Mindless Eating vs. Distracted Eating – Lakanto Australia

Mindless Eating vs. Distracted Eating

Mindless & Distracted Eating - Has WFH changed your eating habits?

Everyone’s work-from-home setup looks different. You may have a proper desk like you have at work, complete with a stocked snack drawer. You may be stationed with easy access to your pantry. You may have your setup right in your kitchen, staring down the fridge all day. Routines look different than they did when you were going into the office, and your lunch breaks are no exception.

Do you take the time to sit and eat? You may not need to carve out that time to eat lunch.

A study out of the University of Pittsburgh in the US found that there’s a difference between mindless eating and distracted eating. One makes you eat more, the other makes you eat less. Can you guess which is which? Is there one to blame for our 'Quarantine 15'?

MINDLESS EATING

Mindless eating, as the name suggests, is when you eat without thinking. Think downing a bag of chips while you’re watching Netflix, grabbing a snack every time you pass the food table at a cookout, or eating more trail mix than you wanted to because your conference call went over time. 

Mindless eating is unplanned and you’re not paying a bit of attention to what you’re eating or how much. Your focus is elsewhere. 

Since you’re not paying attention to what you’re eating, you’ll have a tendency to eat something you might not have chosen if you were paying attention, or you eat more than you would have if you were thinking about what you were putting in your mouth.

There can be an emotional element to mindless eating, especially if you’re feeling upset or stressed. As you might expect, there’s a lot of potential to go overboard... so this could easily be a cause for your lockdown weight gain or whatever version of that you're personally battling. (It's OK, we're all struggling in these ways together.)

DISTRACTED EATING

You might think that distracted eating is the same as mindless eating, but there is one key difference that changes how much you end up eating. 

Distracted eating happens during a planned meal or snack. For example, you eat lunch at lunch time, per usual. But, you end up doing something else while you’re eating your meal, like checking email or finishing up your expense reports.  The study found that eating while distracted causes you to eat less than your normal meal.

It appears that being absorbed in your secondary activity may dampen not only your appetite, but your memory of what you ate and how much. 

Is distracted eating a weight loss strategy?
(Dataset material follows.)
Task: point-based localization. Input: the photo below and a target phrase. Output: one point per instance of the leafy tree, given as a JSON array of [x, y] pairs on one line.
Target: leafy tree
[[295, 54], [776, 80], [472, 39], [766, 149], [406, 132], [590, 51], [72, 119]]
First off, eating less because you were distracted is likely not a long-term weight loss strategy. If you don’t eat what you might have eaten if you were paying attention, you may end up hungry later and add extra snacks to your day. Or, you may not feel as satisfied after a meal since you essentially missed out on the sensory experience that comes with sitting down to good food. A better approach...

Mindful eating

With mindful eating, on the other hand, you focus on the food you’re eating – how your meal looks, the taste, the texture, the mouthfeel, how you feel when you eat it, and how you feel when you’re finished. Mindful eating makes an entire sensory and emotional experience out of eating.

There are several benefits to using mealtime to focus on only the meal you’re eating:

  • Mindful eating helps you pick up on your body’s hunger and satiety signals. If you’re paying attention to just what you’re eating, you sense when you’re hungry, when you’re getting full, and when you’re full enough to stop eating.
  • Eating mindfully is also a pleasurable experience and helps you get enjoyment out of the food you eat.
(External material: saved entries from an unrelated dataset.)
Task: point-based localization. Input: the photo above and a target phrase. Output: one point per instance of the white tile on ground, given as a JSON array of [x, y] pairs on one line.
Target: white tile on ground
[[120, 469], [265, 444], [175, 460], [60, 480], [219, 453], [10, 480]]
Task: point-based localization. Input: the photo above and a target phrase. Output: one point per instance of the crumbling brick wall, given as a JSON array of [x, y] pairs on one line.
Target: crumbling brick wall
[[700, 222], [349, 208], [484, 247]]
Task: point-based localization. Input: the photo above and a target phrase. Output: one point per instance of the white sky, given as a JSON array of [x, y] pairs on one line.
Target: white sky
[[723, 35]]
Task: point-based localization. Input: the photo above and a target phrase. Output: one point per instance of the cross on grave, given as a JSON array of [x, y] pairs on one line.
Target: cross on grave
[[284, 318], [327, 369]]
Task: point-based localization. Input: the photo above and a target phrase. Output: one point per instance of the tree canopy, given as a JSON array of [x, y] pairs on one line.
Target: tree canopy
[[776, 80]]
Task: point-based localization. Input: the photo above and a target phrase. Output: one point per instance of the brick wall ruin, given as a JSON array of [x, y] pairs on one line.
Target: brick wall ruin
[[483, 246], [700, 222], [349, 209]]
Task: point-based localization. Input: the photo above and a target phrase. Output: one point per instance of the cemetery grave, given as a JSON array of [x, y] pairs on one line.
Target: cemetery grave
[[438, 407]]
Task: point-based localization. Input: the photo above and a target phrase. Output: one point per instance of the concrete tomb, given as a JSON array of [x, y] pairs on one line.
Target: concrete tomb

Sometimes, life gets busy, especially when you’re working from home. Distracted eating happens from time to time, and that’s okay. The key is to eat mindfully at every opportunity that you can, and avoid mindless eating at all costs. 

If you have to, put systems in place to bring awareness to what you’re eating:

  • Clear out the snack drawer so that you have to walk into the kitchen to get food.
  • Put something in front of the snacks that you tend to mindlessly eat, so that you have to consciously move something out of the way to get to them.
  • Have healthy foods ready to eat for those times you know you’ll be looking for a convenient choice.

There’s nothing wrong with snacking, as long as you are in the driver’s seat, making the conscious decision to snack, and having total control over what you’re eating.